Enterprise risk management (ERM) continues to advance organizational capabilities.

Risk management is an integral component of strategy, culture, and business operations, but it is often seen as merely a compliance activity and a hindrance. Decisions made without an understanding of the likelihood of future events and their effects on the organization’s strategic plans cannot adequately create a solid picture of risk/reward trade-offs, which significantly diminishes the likelihood of success.

Success requires business leaders to have timely information and to accept that decisions are never 100% certain. It’s a matter of increasing the odds of making the right decisions consistently.

‘The ability to make great decisions lies in being able to beat the odds in the face of uncertainty.’
Tony Ferris

The board can do its part to ingrain and facilitate ERM at the credit union.

The board should not be involved in day-to-day risk management practices. Instead, through its oversight role, the board should ensure the credit union has in place a comprehensive and organization-wide framework, a culture of risk management across the organization, and effective processes in all levels of management.

The benefits of these efforts are far reaching.
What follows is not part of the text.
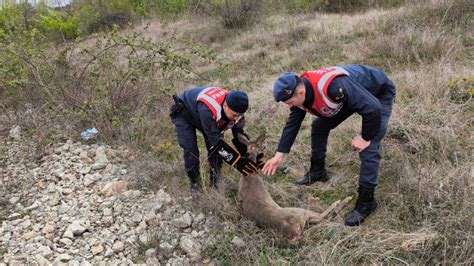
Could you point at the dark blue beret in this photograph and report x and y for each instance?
(238, 101)
(284, 86)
They include the determination of capital adequacy to balance growth and security, alignment on risk appetite to accomplish the credit union’s goals by allowing management to freely make decisions within defined expectations, and a shared understanding of key risks and risk-mitigation efforts.

This allows for more effective and efficient use of capital and resources by focusing efforts on what is truly important.

Boards can take five key actions to build a strong risk management program:

  1. Create a formal risk framework and make the CEO accountable for the risk program.
  2. Set the tone for open, independent communication by demonstrating a willingness and receptivity to hearing bad news and providing a credible challenge to underlying management assumptions for improved transparency.
  3. Define an acceptable risk appetite to serve as a set of guardrails for risk taking. Require regular dialogue on the principal risks facing the organization, and determine the appropriateness of risk-mitigation activities.
  4. Develop a board risk committee to oversee this function and facilitate efficient governance practices.
  5. Engage with outside experts to periodically review the risk process to eliminate bias and infuse evolving best practices.

By understanding the relationship between critical assumptions underlying business strategy and risk management, the board can strengthen its oversight role.

Ensuring these processes are culturally and operationally integrated will enhance the credit union’s likelihood of long-term success.